Appearance
Flutter postmortem: Build Breakage on 2016-11-08
Status: final
Owners: chinmay
Summary
Description: Travis reported failures on builds
Component: flutter repository
Date/time: 2016-11-07 21:30
Duration: 16h 45m
User impact: Flutter team members were unable to merge new PRs. Users would have been unable to run flutter tests if they upgraded, though we did not receive complaints during the outage.
Timeline (all times in PST/PDT)
2016-10-24
A change to package:args is committed (591f9c) that introduces a bug whereby run()
no longer returns the value returned by the command.
2016-11-02
15:11 The change to package:args is merged into the args repository.
2016-11-07
16:27 Dart package:args tag 0.13.6+1 is cut -- and shortly after is pushed to pub <START OF OUTAGE>
21:36 ianh reports that Travis is upset and all PRs are failing
2016-11-08
07:52 danrubel reports that Travis is still failing
11:03 chinmaygarde reports he’s facing the same breakage in his pending PR
11:07 Issue is reproduced locally. chinmaygarde, jsimmons and danrubel begin looking for the root cause of the breakage.
13:08 Root cause of outage identified as a new version of package:args that Flutter picked up whereby run()
no longer returns the value returned by the command (so we couldn’t get accurate exit codes).
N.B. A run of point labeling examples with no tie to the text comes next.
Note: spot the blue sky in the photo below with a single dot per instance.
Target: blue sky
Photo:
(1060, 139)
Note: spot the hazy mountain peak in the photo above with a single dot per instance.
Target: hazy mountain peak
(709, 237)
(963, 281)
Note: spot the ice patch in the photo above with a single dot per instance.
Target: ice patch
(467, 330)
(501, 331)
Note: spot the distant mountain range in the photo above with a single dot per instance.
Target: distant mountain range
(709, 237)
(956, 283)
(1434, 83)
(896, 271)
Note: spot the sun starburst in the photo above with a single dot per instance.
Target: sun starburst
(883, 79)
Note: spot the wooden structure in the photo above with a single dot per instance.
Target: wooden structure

13:19 Flutter PR #6765 sent to pin Flutter to a known good version of package:args
13:42 fb3bf7a identified as root cause of the internal breakage.
14:15 Fix lands. <END OF OUTAGE>
Root causes
A bug was introduced in package:args that was picked up by Flutter. Flutter was vulnerable to this bug because our external dependencies have open-ended version constraints, so the stability of our codebase is not hermetic. This was an intentional choice; we have experienced this failure mode previously, and have been running on the basis that we are not yet stable enough to deal with the costs of being hermetic.
Action items
Prevention
Action Item | Owner | Tracking bug | Notes |
---|---|---|---|
Pin our external Dart dependencies to specific versions to ensure that our public stability is hermetic. | chinmay | #6767 |
Detection
Action Item | Owner | Tracking bug | Notes |
---|---|---|---|
We should have a continuous monitoring bot that tries to run all our tests | ianh | #6777 |
Mitigation
None.
Process
None.
Fixes
Action Item | Owner | Tracking bug | Notes |
---|---|---|---|
Update our package:args dependency to a known good version | danrubel | PR #6575 | Done |
Deploy a forward-rolling bot that goes red if our dependencies release a breaking change, and otherwise updates us to the latest versions of everything. | ianh | #4696 |
Lessons learned
What worked
- Once the Flutter team had a clear set of owners for the issue, it was root-caused and resolved quickly.
Where we got lucky
- The outage did not break users. It likely would have if we had a larger userbase.
What didn't work
- There were indications of the breakage as early as 2016/11/07 21:30, yet the team didn’t start looking into it in earnest until 2016/11/08 11:00. Once we get to the point where our build is hermetic (so we control our own stability) and we separate production artifacts from development artifacts (e.g., have a release branch), then we should consider providing an SLA, at which time we’d have to create processes around how to maintain that SLA.